Nersisyan Stepan, Loher Phillipe, Nazeraj Iliza, Shao Zhiping, Fullard John F, Voloudakis Georgios, Girdhar Kiran, Roussos Panos, Rigoutsos Isidore
Computational Medicine Center, Thomas Jefferson University, Philadelphia, PA, USA.
Center for Disease Neurogenomics, Icahn School of Medicine at Mount Sinai, New York, USA.
bioRxiv. 2024 Dec 25:2024.12.24.630254. doi: 10.1101/2024.12.24.630254.
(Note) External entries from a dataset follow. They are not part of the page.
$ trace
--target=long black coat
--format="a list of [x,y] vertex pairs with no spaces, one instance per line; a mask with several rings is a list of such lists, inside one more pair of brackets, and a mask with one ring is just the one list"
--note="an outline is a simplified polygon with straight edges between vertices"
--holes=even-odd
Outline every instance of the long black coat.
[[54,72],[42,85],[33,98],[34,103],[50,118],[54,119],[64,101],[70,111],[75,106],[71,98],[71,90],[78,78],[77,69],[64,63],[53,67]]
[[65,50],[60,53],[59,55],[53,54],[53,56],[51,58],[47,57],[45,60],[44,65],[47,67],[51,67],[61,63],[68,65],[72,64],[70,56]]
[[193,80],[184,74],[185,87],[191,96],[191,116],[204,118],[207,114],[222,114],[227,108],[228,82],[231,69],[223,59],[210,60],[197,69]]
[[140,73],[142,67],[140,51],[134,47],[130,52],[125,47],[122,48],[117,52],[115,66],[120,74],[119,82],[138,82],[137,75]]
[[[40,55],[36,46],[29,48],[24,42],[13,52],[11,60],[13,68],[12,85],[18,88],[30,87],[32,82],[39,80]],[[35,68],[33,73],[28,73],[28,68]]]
We investigated small non-coding RNAs (sncRNAs) from the prefrontal cortex of 93 individuals diagnosed with schizophrenia (SCZ) or bipolar disorder (BD) and 77 controls. We uncovered recurring complex sncRNA profiles, with 98% of all sncRNAs being accounted for by miRNA isoforms (60.6%), tRNA-derived fragments (17.8%), rRNA-derived fragments (11.4%), and Y RNA-derived fragments (8.3%). In SCZ, 15% of all sncRNAs exhibit statistically significant changes in their abundance. In BD, the fold changes (FCs) are highly correlated with those in SCZ but less acute. Non-templated nucleotide additions to the 3´-ends of many miRNA isoforms determine their FC independently of miRNA identity or genomic locus of origin. In both SCZ and BD, disease- and age-associated sncRNAs and mRNAs reveal accelerated aging. Co-expression modules between sncRNAs and mRNAs align with the polarities of SCZ changes and implicate sncRNAs in critical processes, including synaptic signaling, neurogenesis, memory, behavior, and cognition.
我们研究了93名被诊断为精神分裂症(SCZ)或双相情感障碍(BD)的个体以及77名对照者前额叶皮质中的小非编码RNA(sncRNA)。我们发现了反复出现的复杂sncRNA谱,所有sncRNA中有98%由miRNA异构体(60.6%)、tRNA衍生片段(17.8%)、rRNA衍生片段(11.4%)和Y RNA衍生片段(8.3%)组成。在SCZ中,所有sncRNA中有15%的丰度表现出统计学上的显著变化。在BD中,倍数变化(FC)与SCZ中的高度相关,但程度较轻。许多miRNA异构体3´端的非模板化核苷酸添加独立于miRNA身份或起源基因组位点决定其FC。在SCZ和BD中,与疾病和年龄相关的sncRNA和mRNA都显示出加速衰老。sncRNA和mRNA之间的共表达模块与SCZ变化的极性一致,并表明sncRNA参与关键过程,包括突触信号传导、神经发生、记忆、行为和认知。